University of Cambridge > Talks.cam > Machine Learning @ CUED > Learning via Data Compression: Bayesian Coresets and Sparse Variational Inference

Learning via Data Compression: Bayesian Coresets and Sparse Variational Inference

Add to your list(s) Download to your calendar using vCal

If you have a question about this talk, please contact Robert Peharz.

We have reached a point in many fields of science and technology where we create data at a pace that far outstrips our capacity to process it. While a boon from a statistical perspective, this wealth of data presents a computational challenge: how might we design a model-based inference system that learns forever, retains important past information, doesn’t get bogged down by a persistent stream of new data, and makes inferences with guaranteed statistical quality? The human nervous system provides inspiration; to handle the astounding amount of perceptual data it constantly receives, the nervous system filters and compresses the data significantly before passing it along to the brain where learning occurs. Although a seemingly simple solution, it does raise interesting questions for the design of a computational inference system: how should we decide what data to retain, how should we compress it, and what degree of compression should we apply before learning from it?

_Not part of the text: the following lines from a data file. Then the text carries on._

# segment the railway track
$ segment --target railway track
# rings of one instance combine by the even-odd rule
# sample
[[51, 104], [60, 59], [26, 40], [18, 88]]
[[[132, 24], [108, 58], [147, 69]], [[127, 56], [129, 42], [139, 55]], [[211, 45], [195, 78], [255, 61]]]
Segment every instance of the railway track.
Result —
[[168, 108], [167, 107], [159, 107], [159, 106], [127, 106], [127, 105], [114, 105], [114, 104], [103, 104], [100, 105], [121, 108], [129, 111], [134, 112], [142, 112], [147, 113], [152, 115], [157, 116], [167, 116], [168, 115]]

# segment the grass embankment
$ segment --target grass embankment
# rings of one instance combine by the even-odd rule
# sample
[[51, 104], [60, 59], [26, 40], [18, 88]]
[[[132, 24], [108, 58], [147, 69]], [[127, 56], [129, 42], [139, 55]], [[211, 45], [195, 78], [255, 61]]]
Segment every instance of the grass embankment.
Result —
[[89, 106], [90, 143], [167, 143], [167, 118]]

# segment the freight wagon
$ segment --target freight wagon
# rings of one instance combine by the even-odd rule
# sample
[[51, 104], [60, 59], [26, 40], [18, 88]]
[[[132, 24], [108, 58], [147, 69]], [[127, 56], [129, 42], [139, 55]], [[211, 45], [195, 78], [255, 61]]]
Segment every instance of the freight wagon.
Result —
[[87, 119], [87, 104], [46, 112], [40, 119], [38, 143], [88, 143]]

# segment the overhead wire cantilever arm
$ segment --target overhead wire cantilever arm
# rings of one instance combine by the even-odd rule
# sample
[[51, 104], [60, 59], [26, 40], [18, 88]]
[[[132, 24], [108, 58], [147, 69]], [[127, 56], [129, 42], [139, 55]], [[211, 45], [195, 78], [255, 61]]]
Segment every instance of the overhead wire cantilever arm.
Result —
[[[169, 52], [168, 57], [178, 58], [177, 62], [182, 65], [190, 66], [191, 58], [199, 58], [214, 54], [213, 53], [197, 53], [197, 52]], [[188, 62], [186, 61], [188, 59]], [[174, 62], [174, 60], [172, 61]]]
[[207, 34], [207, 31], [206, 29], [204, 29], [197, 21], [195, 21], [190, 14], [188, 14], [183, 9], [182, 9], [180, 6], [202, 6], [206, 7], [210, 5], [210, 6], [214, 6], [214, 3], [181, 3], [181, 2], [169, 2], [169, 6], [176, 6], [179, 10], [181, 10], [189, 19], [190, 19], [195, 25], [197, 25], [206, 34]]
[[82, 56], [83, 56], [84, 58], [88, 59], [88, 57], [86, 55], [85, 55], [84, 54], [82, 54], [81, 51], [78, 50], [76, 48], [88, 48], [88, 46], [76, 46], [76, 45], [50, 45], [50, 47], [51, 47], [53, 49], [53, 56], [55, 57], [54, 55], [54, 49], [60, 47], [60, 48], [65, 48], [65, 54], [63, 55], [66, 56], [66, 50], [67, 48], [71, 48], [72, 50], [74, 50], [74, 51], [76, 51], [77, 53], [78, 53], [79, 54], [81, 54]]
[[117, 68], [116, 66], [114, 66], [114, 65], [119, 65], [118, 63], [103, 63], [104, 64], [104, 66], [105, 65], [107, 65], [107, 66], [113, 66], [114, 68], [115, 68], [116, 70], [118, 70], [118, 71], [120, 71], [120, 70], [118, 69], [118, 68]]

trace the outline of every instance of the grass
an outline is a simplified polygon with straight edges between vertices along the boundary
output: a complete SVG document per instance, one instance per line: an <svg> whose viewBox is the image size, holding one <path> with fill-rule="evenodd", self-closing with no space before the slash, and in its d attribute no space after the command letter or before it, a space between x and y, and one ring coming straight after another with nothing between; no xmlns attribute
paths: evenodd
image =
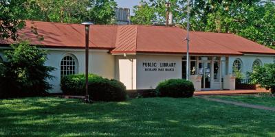
<svg viewBox="0 0 275 137"><path fill-rule="evenodd" d="M272 96L270 93L242 96L212 96L211 97L275 108L275 96Z"/></svg>
<svg viewBox="0 0 275 137"><path fill-rule="evenodd" d="M274 112L198 98L0 101L0 136L275 136Z"/></svg>

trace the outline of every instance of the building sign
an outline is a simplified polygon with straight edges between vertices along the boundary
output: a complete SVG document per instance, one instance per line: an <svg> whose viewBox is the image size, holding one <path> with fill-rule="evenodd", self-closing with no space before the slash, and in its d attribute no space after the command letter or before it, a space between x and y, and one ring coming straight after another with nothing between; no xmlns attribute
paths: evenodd
<svg viewBox="0 0 275 137"><path fill-rule="evenodd" d="M175 71L174 62L142 62L144 71Z"/></svg>

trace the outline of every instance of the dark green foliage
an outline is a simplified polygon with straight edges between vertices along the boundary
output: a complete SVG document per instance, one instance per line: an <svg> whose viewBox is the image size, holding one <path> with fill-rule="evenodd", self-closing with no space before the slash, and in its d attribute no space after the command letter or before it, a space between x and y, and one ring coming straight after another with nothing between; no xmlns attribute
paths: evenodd
<svg viewBox="0 0 275 137"><path fill-rule="evenodd" d="M89 95L93 101L124 101L126 97L126 87L115 79L94 79L89 84Z"/></svg>
<svg viewBox="0 0 275 137"><path fill-rule="evenodd" d="M271 90L275 94L275 64L266 64L263 66L255 66L250 74L254 84Z"/></svg>
<svg viewBox="0 0 275 137"><path fill-rule="evenodd" d="M166 1L171 3L174 24L186 28L186 0L141 1L133 9L133 23L163 25ZM235 34L275 49L273 0L195 0L190 5L190 30Z"/></svg>
<svg viewBox="0 0 275 137"><path fill-rule="evenodd" d="M52 79L50 72L54 68L46 66L45 51L30 46L27 42L12 45L6 51L8 62L1 65L0 98L37 96L46 94L51 88L47 82Z"/></svg>
<svg viewBox="0 0 275 137"><path fill-rule="evenodd" d="M64 76L61 79L61 89L66 95L85 94L85 75ZM89 95L93 101L119 101L126 99L126 87L115 79L104 79L89 74Z"/></svg>
<svg viewBox="0 0 275 137"><path fill-rule="evenodd" d="M94 74L89 74L88 81L92 79L102 79ZM84 74L63 76L61 78L61 90L66 95L80 95L85 94L85 75Z"/></svg>
<svg viewBox="0 0 275 137"><path fill-rule="evenodd" d="M155 90L160 97L191 97L195 91L192 82L182 79L160 82Z"/></svg>

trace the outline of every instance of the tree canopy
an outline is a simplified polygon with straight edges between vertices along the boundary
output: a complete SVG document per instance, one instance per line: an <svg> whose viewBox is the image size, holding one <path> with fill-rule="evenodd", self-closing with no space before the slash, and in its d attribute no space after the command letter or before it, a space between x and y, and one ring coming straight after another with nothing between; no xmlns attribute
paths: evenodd
<svg viewBox="0 0 275 137"><path fill-rule="evenodd" d="M111 24L116 6L114 0L0 0L0 38L16 39L23 20Z"/></svg>
<svg viewBox="0 0 275 137"><path fill-rule="evenodd" d="M132 23L165 22L165 0L140 1ZM174 24L186 25L187 0L170 0ZM190 1L190 29L232 33L275 49L275 3L271 0Z"/></svg>

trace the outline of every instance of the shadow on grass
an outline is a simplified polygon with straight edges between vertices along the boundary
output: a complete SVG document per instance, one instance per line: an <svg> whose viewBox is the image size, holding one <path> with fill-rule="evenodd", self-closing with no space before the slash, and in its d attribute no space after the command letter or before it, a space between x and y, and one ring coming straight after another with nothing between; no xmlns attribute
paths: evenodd
<svg viewBox="0 0 275 137"><path fill-rule="evenodd" d="M0 114L1 136L275 136L272 112L197 98L28 98L0 101Z"/></svg>

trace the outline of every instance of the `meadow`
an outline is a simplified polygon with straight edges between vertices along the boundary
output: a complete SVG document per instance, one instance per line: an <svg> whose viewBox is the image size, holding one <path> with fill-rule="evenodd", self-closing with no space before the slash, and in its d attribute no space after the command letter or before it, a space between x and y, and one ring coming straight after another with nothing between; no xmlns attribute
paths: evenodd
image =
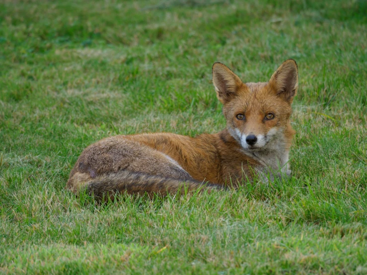
<svg viewBox="0 0 367 275"><path fill-rule="evenodd" d="M0 273L367 274L363 0L0 0ZM106 205L65 189L115 135L225 127L243 81L297 63L289 180Z"/></svg>

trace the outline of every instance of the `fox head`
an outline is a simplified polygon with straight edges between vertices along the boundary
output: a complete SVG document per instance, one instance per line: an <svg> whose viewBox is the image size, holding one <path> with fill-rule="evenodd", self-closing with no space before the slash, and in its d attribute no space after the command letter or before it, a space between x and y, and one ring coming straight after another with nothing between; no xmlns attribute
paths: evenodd
<svg viewBox="0 0 367 275"><path fill-rule="evenodd" d="M285 61L267 82L244 83L226 66L216 63L213 83L229 134L246 150L265 149L275 140L290 146L291 104L297 93L295 61Z"/></svg>

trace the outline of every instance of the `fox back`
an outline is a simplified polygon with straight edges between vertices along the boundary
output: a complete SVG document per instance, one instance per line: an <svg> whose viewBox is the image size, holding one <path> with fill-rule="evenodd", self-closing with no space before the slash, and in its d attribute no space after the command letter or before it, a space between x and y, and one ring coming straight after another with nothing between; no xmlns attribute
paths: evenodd
<svg viewBox="0 0 367 275"><path fill-rule="evenodd" d="M266 82L242 82L225 65L212 68L225 128L195 138L168 133L117 136L89 145L67 188L97 198L117 193L169 193L236 187L244 178L289 175L294 131L291 105L298 86L295 62L284 62Z"/></svg>

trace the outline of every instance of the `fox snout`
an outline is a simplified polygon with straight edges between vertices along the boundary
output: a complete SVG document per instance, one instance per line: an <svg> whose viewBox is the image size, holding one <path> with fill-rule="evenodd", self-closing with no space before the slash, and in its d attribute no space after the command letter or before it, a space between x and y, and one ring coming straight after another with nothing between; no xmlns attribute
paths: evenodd
<svg viewBox="0 0 367 275"><path fill-rule="evenodd" d="M257 141L257 137L254 135L249 135L246 137L246 143L248 145L254 145Z"/></svg>

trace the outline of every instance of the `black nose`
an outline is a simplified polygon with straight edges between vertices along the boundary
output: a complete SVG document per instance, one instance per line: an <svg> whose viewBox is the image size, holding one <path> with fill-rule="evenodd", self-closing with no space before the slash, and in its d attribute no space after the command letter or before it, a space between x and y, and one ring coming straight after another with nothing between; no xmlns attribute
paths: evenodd
<svg viewBox="0 0 367 275"><path fill-rule="evenodd" d="M249 145L254 145L257 141L257 138L254 135L250 135L246 137L246 142Z"/></svg>

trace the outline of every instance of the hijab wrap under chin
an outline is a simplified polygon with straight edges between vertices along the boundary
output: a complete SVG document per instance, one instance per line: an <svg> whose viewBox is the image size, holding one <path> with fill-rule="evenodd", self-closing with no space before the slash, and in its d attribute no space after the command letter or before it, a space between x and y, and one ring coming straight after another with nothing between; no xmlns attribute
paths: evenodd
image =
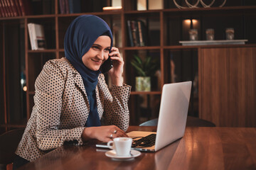
<svg viewBox="0 0 256 170"><path fill-rule="evenodd" d="M69 26L64 39L65 56L82 78L90 103L90 113L85 126L100 126L97 110L95 89L100 71L93 71L85 66L82 57L89 51L95 40L102 35L112 35L108 25L102 18L92 15L82 15L76 18Z"/></svg>

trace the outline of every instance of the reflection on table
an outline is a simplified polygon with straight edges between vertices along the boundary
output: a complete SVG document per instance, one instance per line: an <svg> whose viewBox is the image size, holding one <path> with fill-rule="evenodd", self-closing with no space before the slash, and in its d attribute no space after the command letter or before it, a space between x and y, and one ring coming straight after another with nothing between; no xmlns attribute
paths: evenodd
<svg viewBox="0 0 256 170"><path fill-rule="evenodd" d="M129 127L156 131L156 127ZM83 146L57 148L21 169L256 169L256 128L188 127L181 140L157 152L114 161L108 149Z"/></svg>

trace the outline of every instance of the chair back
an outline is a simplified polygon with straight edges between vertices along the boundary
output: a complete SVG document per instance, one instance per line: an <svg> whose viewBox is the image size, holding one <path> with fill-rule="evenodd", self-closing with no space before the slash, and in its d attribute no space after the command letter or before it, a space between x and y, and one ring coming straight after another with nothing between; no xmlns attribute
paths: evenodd
<svg viewBox="0 0 256 170"><path fill-rule="evenodd" d="M24 128L12 130L0 135L0 164L13 162L15 151L24 132Z"/></svg>

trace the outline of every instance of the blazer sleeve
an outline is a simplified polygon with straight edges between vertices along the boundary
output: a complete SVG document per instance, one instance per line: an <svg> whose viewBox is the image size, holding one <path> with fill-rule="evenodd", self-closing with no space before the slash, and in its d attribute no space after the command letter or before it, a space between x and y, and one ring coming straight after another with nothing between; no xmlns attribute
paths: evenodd
<svg viewBox="0 0 256 170"><path fill-rule="evenodd" d="M60 147L66 141L82 144L81 135L84 127L59 129L65 76L57 64L48 62L36 81L33 111L36 115L37 144L42 150Z"/></svg>
<svg viewBox="0 0 256 170"><path fill-rule="evenodd" d="M110 91L105 81L103 74L100 81L103 84L104 91L104 118L107 125L115 125L126 131L129 127L129 113L128 101L131 93L131 86L123 84L122 86L112 86ZM104 82L104 83L102 83Z"/></svg>

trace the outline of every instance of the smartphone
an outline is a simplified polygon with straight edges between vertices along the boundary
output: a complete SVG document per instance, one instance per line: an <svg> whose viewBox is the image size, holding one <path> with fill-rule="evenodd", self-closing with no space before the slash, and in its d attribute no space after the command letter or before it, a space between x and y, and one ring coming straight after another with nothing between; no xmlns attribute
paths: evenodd
<svg viewBox="0 0 256 170"><path fill-rule="evenodd" d="M106 61L105 61L105 62L100 66L100 70L102 73L106 74L112 67L113 67L112 61L110 57L109 57L108 59Z"/></svg>

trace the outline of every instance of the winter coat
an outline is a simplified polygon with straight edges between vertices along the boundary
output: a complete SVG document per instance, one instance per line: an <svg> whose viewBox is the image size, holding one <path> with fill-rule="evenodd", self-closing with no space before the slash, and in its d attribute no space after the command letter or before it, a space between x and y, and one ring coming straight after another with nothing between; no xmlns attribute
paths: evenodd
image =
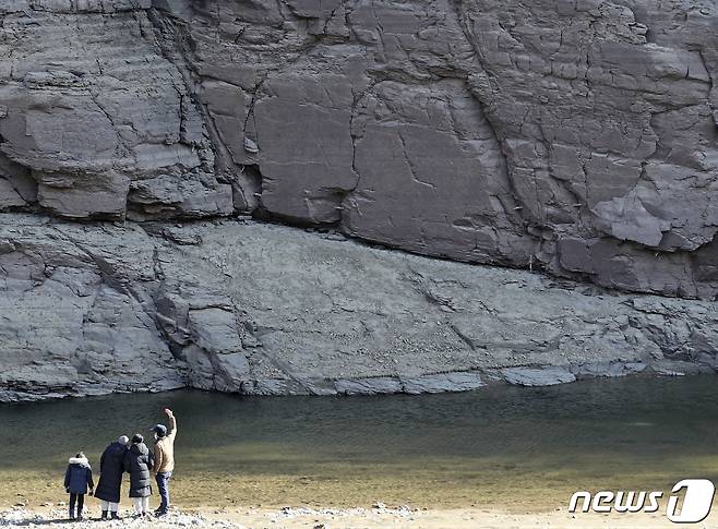
<svg viewBox="0 0 718 529"><path fill-rule="evenodd" d="M152 456L144 443L132 444L124 454L124 471L130 474L130 497L147 497L152 495Z"/></svg>
<svg viewBox="0 0 718 529"><path fill-rule="evenodd" d="M99 459L100 474L95 497L106 502L119 503L127 452L127 446L117 442L105 448L103 457Z"/></svg>
<svg viewBox="0 0 718 529"><path fill-rule="evenodd" d="M155 443L153 472L171 472L175 470L175 437L177 437L177 419L170 417L169 433Z"/></svg>
<svg viewBox="0 0 718 529"><path fill-rule="evenodd" d="M64 488L71 494L87 494L87 488L95 488L93 469L84 457L71 457L68 471L64 473Z"/></svg>

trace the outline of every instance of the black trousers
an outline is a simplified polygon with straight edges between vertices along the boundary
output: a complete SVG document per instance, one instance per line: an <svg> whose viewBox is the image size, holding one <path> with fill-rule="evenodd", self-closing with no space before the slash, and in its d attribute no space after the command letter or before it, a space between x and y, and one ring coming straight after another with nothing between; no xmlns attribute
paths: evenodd
<svg viewBox="0 0 718 529"><path fill-rule="evenodd" d="M77 503L77 515L82 514L82 508L85 506L84 494L70 494L70 514L75 514L75 503Z"/></svg>

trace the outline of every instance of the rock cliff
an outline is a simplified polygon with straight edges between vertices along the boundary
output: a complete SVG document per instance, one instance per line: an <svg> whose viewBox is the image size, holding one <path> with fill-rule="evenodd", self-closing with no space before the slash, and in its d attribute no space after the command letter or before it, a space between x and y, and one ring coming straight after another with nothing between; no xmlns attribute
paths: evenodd
<svg viewBox="0 0 718 529"><path fill-rule="evenodd" d="M0 215L0 401L422 393L718 368L718 308L251 220Z"/></svg>
<svg viewBox="0 0 718 529"><path fill-rule="evenodd" d="M4 0L2 398L711 369L717 27L711 0Z"/></svg>

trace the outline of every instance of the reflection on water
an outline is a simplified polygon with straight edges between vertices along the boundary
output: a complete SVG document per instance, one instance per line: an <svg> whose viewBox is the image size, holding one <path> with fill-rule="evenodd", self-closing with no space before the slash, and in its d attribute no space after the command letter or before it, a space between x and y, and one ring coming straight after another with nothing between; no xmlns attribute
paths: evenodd
<svg viewBox="0 0 718 529"><path fill-rule="evenodd" d="M191 505L565 505L579 489L718 481L718 381L623 378L445 395L236 397L199 392L0 406L0 500L56 494L67 458L179 419ZM19 490L11 490L11 489Z"/></svg>

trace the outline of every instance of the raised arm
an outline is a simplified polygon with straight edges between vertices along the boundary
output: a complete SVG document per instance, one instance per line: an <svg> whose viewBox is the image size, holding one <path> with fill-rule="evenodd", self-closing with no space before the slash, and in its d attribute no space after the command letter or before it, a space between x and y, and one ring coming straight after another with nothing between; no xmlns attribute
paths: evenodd
<svg viewBox="0 0 718 529"><path fill-rule="evenodd" d="M165 413L167 413L167 417L169 419L169 432L167 433L167 436L171 441L175 441L175 437L177 436L177 418L175 417L175 413L170 409L165 410Z"/></svg>

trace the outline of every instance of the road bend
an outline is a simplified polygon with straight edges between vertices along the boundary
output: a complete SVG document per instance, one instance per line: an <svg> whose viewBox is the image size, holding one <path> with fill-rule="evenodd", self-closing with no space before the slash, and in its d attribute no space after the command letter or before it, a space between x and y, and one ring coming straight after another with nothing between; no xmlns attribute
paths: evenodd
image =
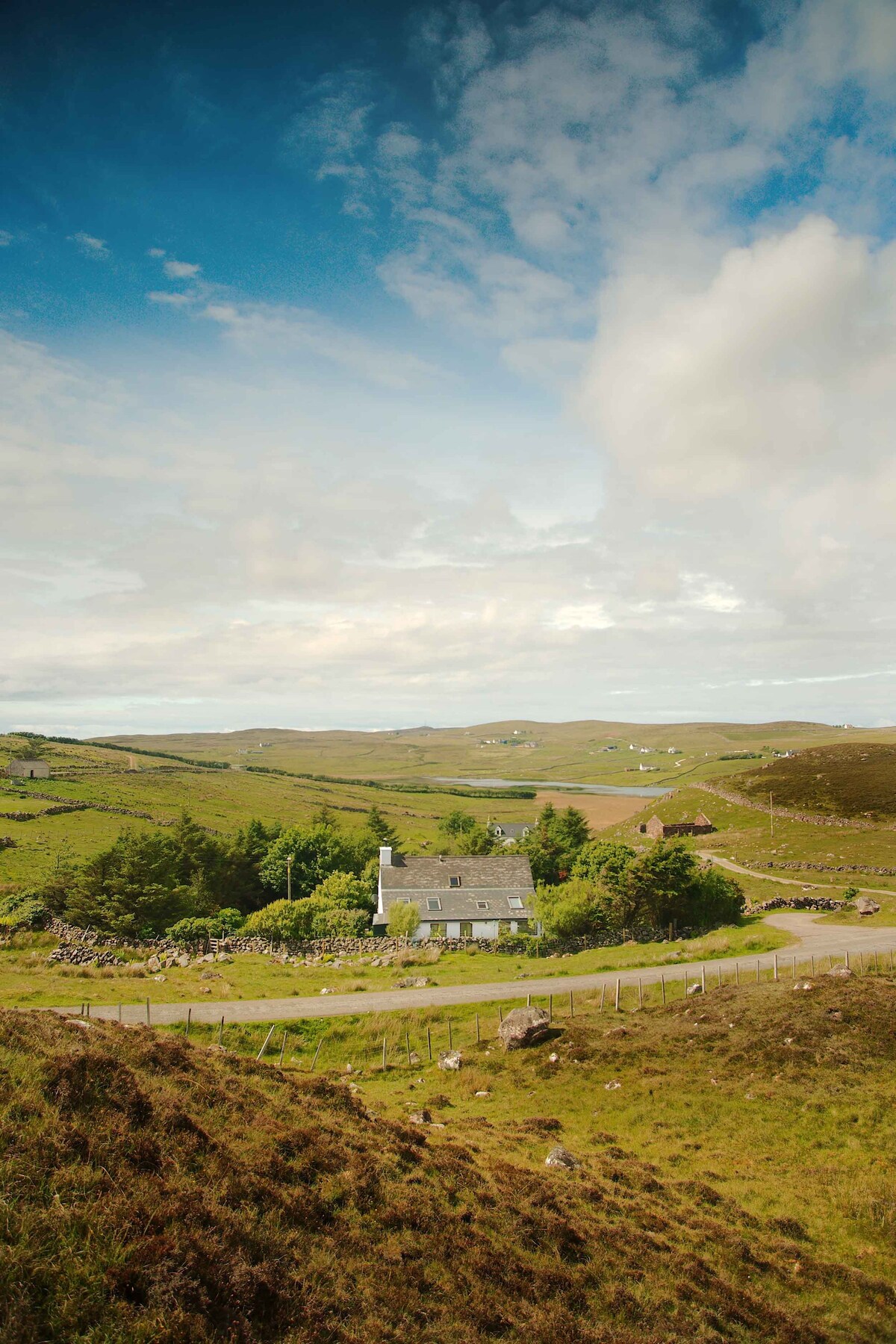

This talk will cover recent work on Bayesian coresets (“core of a dataset”), a methodology for statistical inference via data compression. Coresets achieve compression by forming a small weighted subset of data that replaces the full dataset during inference, leading to significant computational gains with provably minimal loss in inferential quality. In particular, the talk will present numerous methods for Bayesian coreset construction, from previously-developed subsampling, greedy, and sparse linear regression-based techniques to novel algorithms based on sparse variational inference (VI). In contrast to past algorithms, the sparse VI-based algorithms are fully automated, requiring only the dataset and probabilistic model specification as inputs. The talk will additionally provide a unifying view and statistical analysis of these methods using the theory of exponential families and Riemannian information geometry. The talk will conclude with empirical results showing that despite requiring much less user input than past methods, sparse VI coreset construction provides state-of-the-art data summarization for Bayesian inference.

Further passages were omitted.